Laplacian Frequency Interaction Network for Rural Thematic Road Extraction

2026-05-04Computer Vision and Pattern Recognition

Computer Vision and Pattern Recognition
AI summary

The authors present LFINet, a method to map rural roads from noisy and sparse images created by farm machinery movements. Their approach splits images into parts showing overall shapes and fine details, then processes these parts separately to keep road features clear. They combine these parts carefully to build accurate road maps that are consistent and less broken. Tested on real agricultural data from China, their method performed slightly better than previous ones in identifying road networks.

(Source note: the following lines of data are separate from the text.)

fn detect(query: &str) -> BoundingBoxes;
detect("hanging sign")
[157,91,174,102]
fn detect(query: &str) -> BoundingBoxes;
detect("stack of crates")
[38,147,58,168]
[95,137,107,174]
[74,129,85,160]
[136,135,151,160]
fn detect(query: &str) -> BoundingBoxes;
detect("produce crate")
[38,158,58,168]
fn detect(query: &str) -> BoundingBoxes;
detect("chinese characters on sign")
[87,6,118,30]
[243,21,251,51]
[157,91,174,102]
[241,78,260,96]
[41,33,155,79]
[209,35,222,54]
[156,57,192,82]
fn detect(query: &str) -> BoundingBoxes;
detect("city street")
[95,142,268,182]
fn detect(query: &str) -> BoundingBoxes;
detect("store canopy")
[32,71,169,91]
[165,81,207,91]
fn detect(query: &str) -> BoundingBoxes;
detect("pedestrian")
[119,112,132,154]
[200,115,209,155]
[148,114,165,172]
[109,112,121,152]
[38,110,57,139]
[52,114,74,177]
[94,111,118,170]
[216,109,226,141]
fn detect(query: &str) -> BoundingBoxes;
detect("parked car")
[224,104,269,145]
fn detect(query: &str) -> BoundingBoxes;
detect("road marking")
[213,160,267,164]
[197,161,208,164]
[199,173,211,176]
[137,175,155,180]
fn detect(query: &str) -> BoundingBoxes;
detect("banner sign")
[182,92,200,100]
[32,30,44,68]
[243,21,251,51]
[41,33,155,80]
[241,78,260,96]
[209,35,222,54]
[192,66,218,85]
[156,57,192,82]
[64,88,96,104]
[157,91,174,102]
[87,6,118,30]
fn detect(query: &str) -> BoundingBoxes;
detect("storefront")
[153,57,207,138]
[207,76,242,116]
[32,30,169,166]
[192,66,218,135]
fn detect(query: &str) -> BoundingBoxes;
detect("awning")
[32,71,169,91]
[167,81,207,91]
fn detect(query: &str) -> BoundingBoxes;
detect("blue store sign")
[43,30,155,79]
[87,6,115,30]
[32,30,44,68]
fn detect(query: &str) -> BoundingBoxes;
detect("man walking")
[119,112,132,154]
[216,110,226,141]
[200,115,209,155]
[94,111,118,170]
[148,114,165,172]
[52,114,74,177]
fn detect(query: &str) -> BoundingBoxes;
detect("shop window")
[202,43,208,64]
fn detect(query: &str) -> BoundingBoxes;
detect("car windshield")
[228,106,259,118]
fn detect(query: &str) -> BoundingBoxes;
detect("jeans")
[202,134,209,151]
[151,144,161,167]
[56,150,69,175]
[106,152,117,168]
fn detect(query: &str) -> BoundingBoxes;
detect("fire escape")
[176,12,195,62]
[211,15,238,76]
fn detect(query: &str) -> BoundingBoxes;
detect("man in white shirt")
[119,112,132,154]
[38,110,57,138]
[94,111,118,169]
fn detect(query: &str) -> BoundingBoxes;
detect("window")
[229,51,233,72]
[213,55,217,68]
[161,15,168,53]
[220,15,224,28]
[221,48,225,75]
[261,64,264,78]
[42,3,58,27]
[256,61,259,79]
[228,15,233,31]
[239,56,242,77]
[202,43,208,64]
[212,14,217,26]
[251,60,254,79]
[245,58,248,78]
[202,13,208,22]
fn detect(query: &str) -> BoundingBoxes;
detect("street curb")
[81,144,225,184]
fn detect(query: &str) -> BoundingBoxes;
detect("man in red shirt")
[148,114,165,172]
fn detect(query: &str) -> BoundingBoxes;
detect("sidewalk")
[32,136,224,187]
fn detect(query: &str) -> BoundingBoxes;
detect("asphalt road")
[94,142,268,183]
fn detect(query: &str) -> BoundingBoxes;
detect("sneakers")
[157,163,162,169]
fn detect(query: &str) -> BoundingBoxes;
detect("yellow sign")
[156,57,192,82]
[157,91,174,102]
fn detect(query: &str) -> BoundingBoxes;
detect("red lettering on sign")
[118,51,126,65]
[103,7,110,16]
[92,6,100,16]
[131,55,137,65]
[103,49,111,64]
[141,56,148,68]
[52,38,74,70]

topological road networksmovement trajectory imagesLaplacian Multi-scale SeparatorCross-Frequency InteractionHigh-Frequency BlockSpatial TransformerFrequency Gated ModulationProgressive Reconstruction DecoderF1-scoreIntersection over Union
Authors
Baiyan Chen, Weixin Zhai
Abstract
Rural thematic road network construction aims to extract topological road structures from movement trajectory images of agricultural machinery. However, this task faces challenges where downsampling methods commonly used in existing studies tend to blur the sparse high-frequency road structures, and the heavy noise from dense field operations often leads to fragmented or redundant topologies in the extracted networks. To address these challenges, we propose LFINet, a Laplacian Frequency Interaction Network. The network begins with a Laplacian Multi-scale Separator (LMS) to decouple the image into low-frequency semantic contexts and high-frequency structural details. These components are then processed by the Cross-Frequency Interaction Block (CFIB) through a dual-pathway architecture in which a High-Frequency Block (HFB) refines local structures while a Spatial Transformer (ST) captures global semantics. Subsequently, a Frequency Gated Modulation (FGM) mechanism integrates the features from pathways by leveraging semantic contexts to calibrate the structural details. Finally, a Progressive Reconstruction Decoder iteratively fuses multi-scale features to ensure topological consistency. Experiments conducted on a real-world agricultural trajectories dataset from Henan Province, China, show that LFINet establishes a new state-of-the-art. Specifically, it achieves an F1-score of 92.54% and an IoU of 86.12%, surpassing the second-ranked method by 0.64% and 1.1%, respectively. This confirms its capability to effectively construct topological road networks from noisy and sparse field data.